At first glance we see a bunch of icons of mountains, which are easily explained by the legend.
- A tree shows mountain elevation
- Wavy lines indicate length of the trail
- A leaf or a sun icon indicates the season of hike
- Mountain name indicated at the bottom
- Triangles indicating number of hikers.
- Yellow border indicating the hike was taken more than once, while indicating hiked once.
- Icon colors vary in green, light blue and olive green indicating states as ME, NH and VT.
What could be improved?
The visualization does not captivate the audience at the first look. It falls short for someone who wants to use this as a decision-making tool.
- Color-blind friendliness: The visual definitely needs work here with green and olive green as close blends. Choice of colors could have be improved.
- Filtering: Once I selected a certain hike, there was no option to reset the filters to “show all”.
- Story details: The story failed to convey at a glance how many hikes did the author have in all since 2014. It would be nice to see this as a metric.
- Icon specifics: Overall busy icons. It seemed that the author overlooked a few aspects of icon design. Without reading the legend, I first thought the wavy lines indicate water/lake bodies by the mountains. This was in fact the length of the trail and a different graphic representation would have been apt rather than wavy lines. The elevation of the mountains can be gauged in proportion but in quantitative terms is unclear. The mountains take up a lot of real estate but do not communicate any significant information.

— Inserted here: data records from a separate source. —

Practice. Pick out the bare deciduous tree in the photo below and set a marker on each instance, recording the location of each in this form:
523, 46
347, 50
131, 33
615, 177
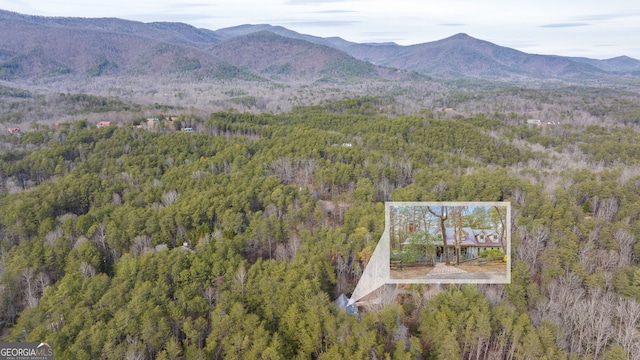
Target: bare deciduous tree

- Legend: It’s very possible that the reader forgets what a particular icon means and in that situation will have to come back to the legend. The back and forth scrolling does not lend to a easy to consume visualization.
- Legend placement: Representing sun for summer and a leaf for Fall didn’t catch my eye until I read the legend. I think this is one visual, where the author could have placed the legend at the top of the graph before the audience scan through the list of icons and they go back to reinterpret what they just saw! I found it interesting not necessarily because it was the best but because of the concept it was intended. I realize that this visual outside of its intended audience (blog, family members, friends) may be confusing. I am curious how something like this can be created in Tableau, which is where I found it.
- Audience & Intent: Based on the audience, probably simplicity was key here. I think the author intended to document the blogs and share with family & friends rather than have this visual as a decision-making tool for potential hikers. If I would have redesigned with the intent of making it effective for potential hikers, then adding a few filters around elevation, hike, season, etc. would be beneficial. It would have also helped to stay consistent with the commentary and share useful tips with the audience in terms of best time to hike, duration of hike along with recommendations from the author.